Infine, il resoconto mette in guardia dal fatto che, in ultima istanza, non sia nemmeno necessario che l’IA crei contenuti o informazioni false sull’Olocausto per minacciarne la memoria. In un futuro in cui ogni immagine potrebbe essere stata generata o modificata tramite l’IA, si diffonderà scetticismo anche sulle prove reali della Shoah. Ai negazionisti basterà sollevare il dubbio che le foto e le testimonianze siano state in realtà generate con l’IA per portare acqua al mulino del complottismo.
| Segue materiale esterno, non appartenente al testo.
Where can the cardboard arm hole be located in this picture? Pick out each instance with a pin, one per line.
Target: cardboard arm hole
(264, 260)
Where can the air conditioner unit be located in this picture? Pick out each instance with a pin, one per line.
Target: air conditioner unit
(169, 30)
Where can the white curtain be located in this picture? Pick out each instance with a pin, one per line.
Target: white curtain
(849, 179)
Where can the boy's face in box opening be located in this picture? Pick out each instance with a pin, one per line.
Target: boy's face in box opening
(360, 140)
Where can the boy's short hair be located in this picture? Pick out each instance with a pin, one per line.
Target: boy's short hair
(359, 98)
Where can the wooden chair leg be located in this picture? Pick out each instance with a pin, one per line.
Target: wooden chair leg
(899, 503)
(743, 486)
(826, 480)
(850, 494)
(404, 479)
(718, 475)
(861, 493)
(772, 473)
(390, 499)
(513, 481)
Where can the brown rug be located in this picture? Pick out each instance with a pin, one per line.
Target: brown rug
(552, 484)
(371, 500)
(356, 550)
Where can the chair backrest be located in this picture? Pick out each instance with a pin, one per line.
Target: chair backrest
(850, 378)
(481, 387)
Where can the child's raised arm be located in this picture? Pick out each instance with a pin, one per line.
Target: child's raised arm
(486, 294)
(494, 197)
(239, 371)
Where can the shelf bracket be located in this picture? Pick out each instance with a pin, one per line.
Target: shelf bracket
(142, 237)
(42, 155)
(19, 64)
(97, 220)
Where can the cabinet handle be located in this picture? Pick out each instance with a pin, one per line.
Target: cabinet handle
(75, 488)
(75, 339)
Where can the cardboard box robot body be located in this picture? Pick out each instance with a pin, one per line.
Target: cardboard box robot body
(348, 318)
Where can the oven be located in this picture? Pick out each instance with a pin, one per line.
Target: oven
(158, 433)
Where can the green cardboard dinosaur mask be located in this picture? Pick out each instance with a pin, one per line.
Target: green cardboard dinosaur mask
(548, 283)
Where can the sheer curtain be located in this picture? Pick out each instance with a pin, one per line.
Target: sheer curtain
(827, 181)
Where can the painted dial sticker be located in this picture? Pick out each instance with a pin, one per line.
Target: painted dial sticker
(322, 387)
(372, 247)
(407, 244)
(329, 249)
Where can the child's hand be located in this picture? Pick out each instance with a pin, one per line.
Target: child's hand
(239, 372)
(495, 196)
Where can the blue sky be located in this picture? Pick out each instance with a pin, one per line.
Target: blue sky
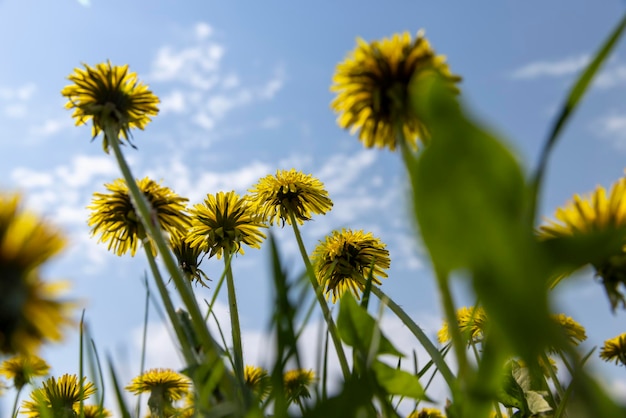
(245, 91)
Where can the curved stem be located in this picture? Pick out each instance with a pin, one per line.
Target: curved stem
(332, 328)
(235, 328)
(211, 350)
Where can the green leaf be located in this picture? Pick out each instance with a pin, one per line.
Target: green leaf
(573, 99)
(357, 329)
(398, 382)
(471, 204)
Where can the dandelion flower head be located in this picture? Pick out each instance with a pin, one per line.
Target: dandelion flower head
(113, 214)
(30, 311)
(471, 321)
(614, 349)
(223, 222)
(110, 93)
(372, 86)
(21, 369)
(596, 212)
(290, 192)
(346, 259)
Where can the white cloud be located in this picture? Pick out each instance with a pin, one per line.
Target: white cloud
(174, 102)
(203, 30)
(613, 128)
(555, 68)
(51, 126)
(611, 77)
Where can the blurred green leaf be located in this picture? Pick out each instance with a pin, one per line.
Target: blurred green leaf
(398, 382)
(471, 205)
(356, 328)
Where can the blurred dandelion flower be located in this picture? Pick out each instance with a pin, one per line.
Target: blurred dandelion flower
(189, 258)
(471, 321)
(110, 93)
(372, 86)
(30, 311)
(614, 350)
(595, 213)
(58, 398)
(113, 214)
(164, 385)
(94, 411)
(287, 192)
(297, 384)
(427, 413)
(223, 222)
(573, 330)
(345, 260)
(257, 379)
(22, 368)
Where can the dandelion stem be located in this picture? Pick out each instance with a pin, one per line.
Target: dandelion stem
(430, 348)
(15, 402)
(332, 328)
(236, 329)
(182, 285)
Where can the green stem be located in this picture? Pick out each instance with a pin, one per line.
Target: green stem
(430, 348)
(15, 402)
(182, 285)
(188, 353)
(235, 328)
(332, 328)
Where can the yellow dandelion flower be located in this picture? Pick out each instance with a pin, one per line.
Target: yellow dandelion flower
(110, 93)
(290, 192)
(22, 368)
(113, 214)
(297, 383)
(31, 311)
(345, 260)
(93, 411)
(257, 379)
(471, 321)
(189, 258)
(223, 222)
(169, 384)
(573, 330)
(58, 397)
(614, 350)
(372, 86)
(595, 213)
(427, 413)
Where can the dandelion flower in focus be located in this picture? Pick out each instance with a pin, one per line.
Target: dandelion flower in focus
(596, 213)
(297, 383)
(58, 397)
(113, 214)
(372, 86)
(471, 321)
(21, 369)
(30, 311)
(614, 350)
(346, 259)
(223, 222)
(110, 93)
(290, 192)
(164, 385)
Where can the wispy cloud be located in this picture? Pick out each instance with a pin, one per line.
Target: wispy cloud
(199, 85)
(551, 68)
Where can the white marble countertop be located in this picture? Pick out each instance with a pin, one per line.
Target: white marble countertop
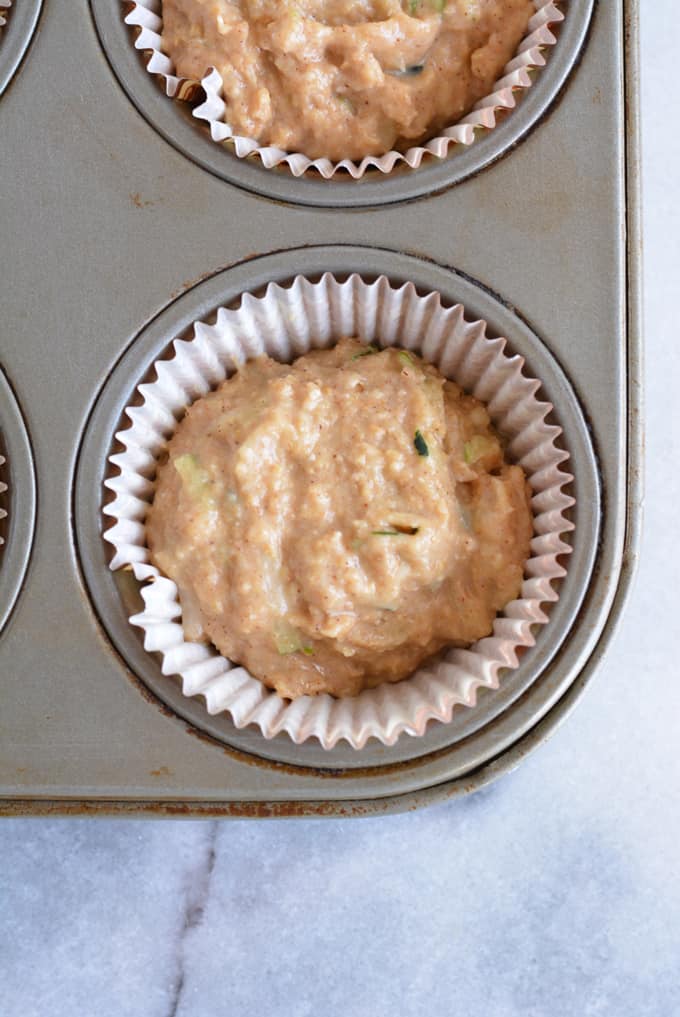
(554, 893)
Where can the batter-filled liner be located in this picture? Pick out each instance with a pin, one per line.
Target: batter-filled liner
(286, 322)
(516, 78)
Tutto ciò deve metterci, giustamente, in allerta; ma non implica che Dimensions in Testimony sia un’eccezione, l’unico caso di utilizzo virtuoso dell’IA per la preservazione del ricordo della Shoah. Il resoconto dell’UNESCO identifica molte minacce, ma anche molte opportunità. L’IA può essere usata, e in parte viene già usata, per limitare la diffusione di contenuti estremisti e per riconoscere affermazioni false riguardanti l’Olocausto. Può essere usata per tradurre testimonianze da una lingua all’altra, per organizzarle o per trovare pattern al loro interno: tutte cose impossibili per gli esseri umani a causa della quantità troppo grande di documenti disponibili. Parla poi di «nuovi metodi per apprendere sull’Olocausto», come chatbot realmente informati con cui i giovani potranno condurre conversazioni educative e prive di allucinazioni o affermazioni tratte da siti negazionisti.
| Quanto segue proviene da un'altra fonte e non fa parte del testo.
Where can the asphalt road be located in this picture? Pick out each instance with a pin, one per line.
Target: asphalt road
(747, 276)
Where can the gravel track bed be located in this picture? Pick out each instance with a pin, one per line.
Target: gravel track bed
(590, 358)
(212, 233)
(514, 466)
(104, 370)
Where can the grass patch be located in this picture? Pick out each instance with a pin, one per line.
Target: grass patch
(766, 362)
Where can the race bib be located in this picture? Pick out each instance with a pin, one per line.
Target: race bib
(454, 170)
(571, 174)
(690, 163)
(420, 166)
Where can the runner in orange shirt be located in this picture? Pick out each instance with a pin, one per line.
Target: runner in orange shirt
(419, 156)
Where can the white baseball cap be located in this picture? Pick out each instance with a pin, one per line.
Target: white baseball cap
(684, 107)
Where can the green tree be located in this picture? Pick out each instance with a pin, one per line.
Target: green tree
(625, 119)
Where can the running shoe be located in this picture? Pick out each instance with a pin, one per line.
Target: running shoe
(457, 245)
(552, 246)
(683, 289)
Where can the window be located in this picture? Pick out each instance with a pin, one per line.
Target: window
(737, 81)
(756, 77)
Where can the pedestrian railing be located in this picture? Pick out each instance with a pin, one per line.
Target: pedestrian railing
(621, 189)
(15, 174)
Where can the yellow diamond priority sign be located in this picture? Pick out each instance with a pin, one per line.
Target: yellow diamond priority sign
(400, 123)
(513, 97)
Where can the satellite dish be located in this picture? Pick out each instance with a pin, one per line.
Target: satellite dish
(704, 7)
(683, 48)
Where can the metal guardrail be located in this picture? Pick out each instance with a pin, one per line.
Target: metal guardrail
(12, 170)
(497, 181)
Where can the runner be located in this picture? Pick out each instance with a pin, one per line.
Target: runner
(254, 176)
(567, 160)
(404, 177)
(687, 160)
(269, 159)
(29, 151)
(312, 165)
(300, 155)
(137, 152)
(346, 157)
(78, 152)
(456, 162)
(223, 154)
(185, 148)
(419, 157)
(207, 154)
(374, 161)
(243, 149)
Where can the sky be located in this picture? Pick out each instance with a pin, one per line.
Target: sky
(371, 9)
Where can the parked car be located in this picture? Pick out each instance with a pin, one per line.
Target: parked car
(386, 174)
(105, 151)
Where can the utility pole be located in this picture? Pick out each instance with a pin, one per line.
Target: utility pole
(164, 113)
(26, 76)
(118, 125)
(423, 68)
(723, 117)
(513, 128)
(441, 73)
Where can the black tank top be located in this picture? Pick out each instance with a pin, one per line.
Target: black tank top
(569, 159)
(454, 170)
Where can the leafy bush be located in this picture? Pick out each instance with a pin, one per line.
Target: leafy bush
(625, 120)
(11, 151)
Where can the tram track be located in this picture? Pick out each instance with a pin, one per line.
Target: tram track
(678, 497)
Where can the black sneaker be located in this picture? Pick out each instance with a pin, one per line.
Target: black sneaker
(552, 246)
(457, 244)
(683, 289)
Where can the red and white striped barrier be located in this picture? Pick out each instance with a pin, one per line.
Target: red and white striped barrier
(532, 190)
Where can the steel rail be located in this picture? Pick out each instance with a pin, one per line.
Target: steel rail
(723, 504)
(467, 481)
È doveroso ripetere quello che ormai è quasi un luogo comune: l’IA non è né intrinsecamente buona né intrinsecamente cattiva, ma ciò non significa che sia neutra. L’UNESCO chiede che si prosegua con la digitalizzazione delle informazioni storiche relative all’Olocausto, ma sprona anche gli sviluppatori di IA a essere più trasparenti sui dati che usano per allenare i modelli e a lavorare a stretto contatto con gli storici esperti della Shoah. Per continuare a citare l’UNESCO, l’IA ha il potere di «plasmare la conoscenza futura sull’Olocausto». È sicuramente una minaccia non trascurabile, ma se usata coscienziosamente potrà diventare invece un’alleata insostituibile.